E’ cresciuto di oltre 211 miliardi di euro il debito pubblico italiano durante la diciassettesima legislatura. Da febbraio 2013 a novembre 2016 il buco nelle finanze statali è passato da 2.018 miliari a 2.229 miliardi, con un incremento superiore al 10%. Tutto questo nonostante il supporto della Banca d’Italia che, nell’ambito delle operazioni di politica monetaria della Banca centrale europea, ha costantemente aumentato gli acquisti di titoli di Stato del nostro Paese, passando dai 95 miliardi di inizio legislatura ai 266 miliardi di fine 2016 (+174%). Il debito è cresciuto anche se il fabbisogno delle amministrazioni pubbliche è calato di oltre 5 miliardi tra il mese di febbraio 2013 e novembre scorso.

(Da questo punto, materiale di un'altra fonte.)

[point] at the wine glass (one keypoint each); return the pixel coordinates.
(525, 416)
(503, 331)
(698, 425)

Questi i dati principali di una analisi del Centro studi di Unimpresa sull’andamento dei conti pubblici italiani nella legislatura in corso, secondo cui il debito pubblico in questi anni è costanmente aumentato: a fine 2013 ha sfiorato i 2.070 miliardi, alla fine del 2014 era a quota 2.137 miliardi e alla fine del 2015 aveva raggiunto 2.172 miliardi.
Secondo l’analisi dell’associazione, basata su dati della Banca d’Italia, nel corso della diciassettesima legislatura il debito pubblico del nostro Paese è cresciuto di 211,1 miliardi (+10,46%) passando dai 2.018,2 miliardi di febbraio 2013 ai 2.229,4 miliardi di novembre 2016. L’analisi consente di osservare una costante crescita: alla finel del 2013 il “buco” nei conti dello Stato era già arrivato a 2.069,3 miliardi, con un aumento, in soli 11 mesi, di oltre 50 miliardi; nel corso del 2014 è stata superata la soglia dei 2.100 miliardi e alla fine dell’anno l’asticella si è fermata a quota 2.137,1 miliari per poi salire ancora nei 12 mesi successivi e chiudere, alla fine del 2015, a 2.172,6 miliardi.
Sull’andamento delle finanze pubbliche – sotto i riflettori in queste settimane sia per il ritorno delle tensioni sullo spread (il differenziale di rendimento tra btp italiani e bund tedeschi) sia per i richiami dell’Unione europea sullo sforamento dei parametri di bilancio e in particolare sul rapporto tra deficit e pil – non hanno inciso come sperato gli acquisti di titoli di Stato da parte della Banca d’Italia. Nell’ambito delle operazioni di politica monetaria decise e coordinate dalla Banca centrale europea, è nettamente cresciuta infatti la quota di debito pubblico del Paese detenuta dalla Banca d’Italia: la quota di bot e i btp comprati dall’istituto di Via Nazionale è più che raddoppiata, aumentando di 169,2 miliardi (+174,52%) dai 96,9 miliardi di febbraio 2013 au 266,1 miliardi di novembre 2016; il debito pubblico italiano detenuto dalla Banca d’Italia era a quota 99,5 miliardi alla fine del 2013, a quota 106,3 miliardi alla fine del 2014 e a quota 169,5 miliardi alla fine del 2015. Nel corso della legislatura in esame, anche sul fabbisogno sono stati registrati segnali positivi: dai 12,7 miliardi di febbraio 2013 si è passati ai 7,1 miliardi di novembre 2016 con una diminuzione di 5,6 miliardi (-44,13%). Il fabbisogno si è attestato a 76,9 miliardi a dicembre 2013, a 66,5 miliardi a dicembre 2014 ed è stato negativo per 5,6 miliardi a dicembre 2015.
“Ieri il ministro dell’Economia, Pier Carlo Padoan, ha detto che lo spread a quota 200 ricorda al governo che deve tagliare il debito. Siamo d’accordo, ma ci permettiamo di segnalare che in questa legislatura la crescita del rosso è abnorme, oltre il 44%” commenta il presidente di Unimpresa, Giovanna Ferrara.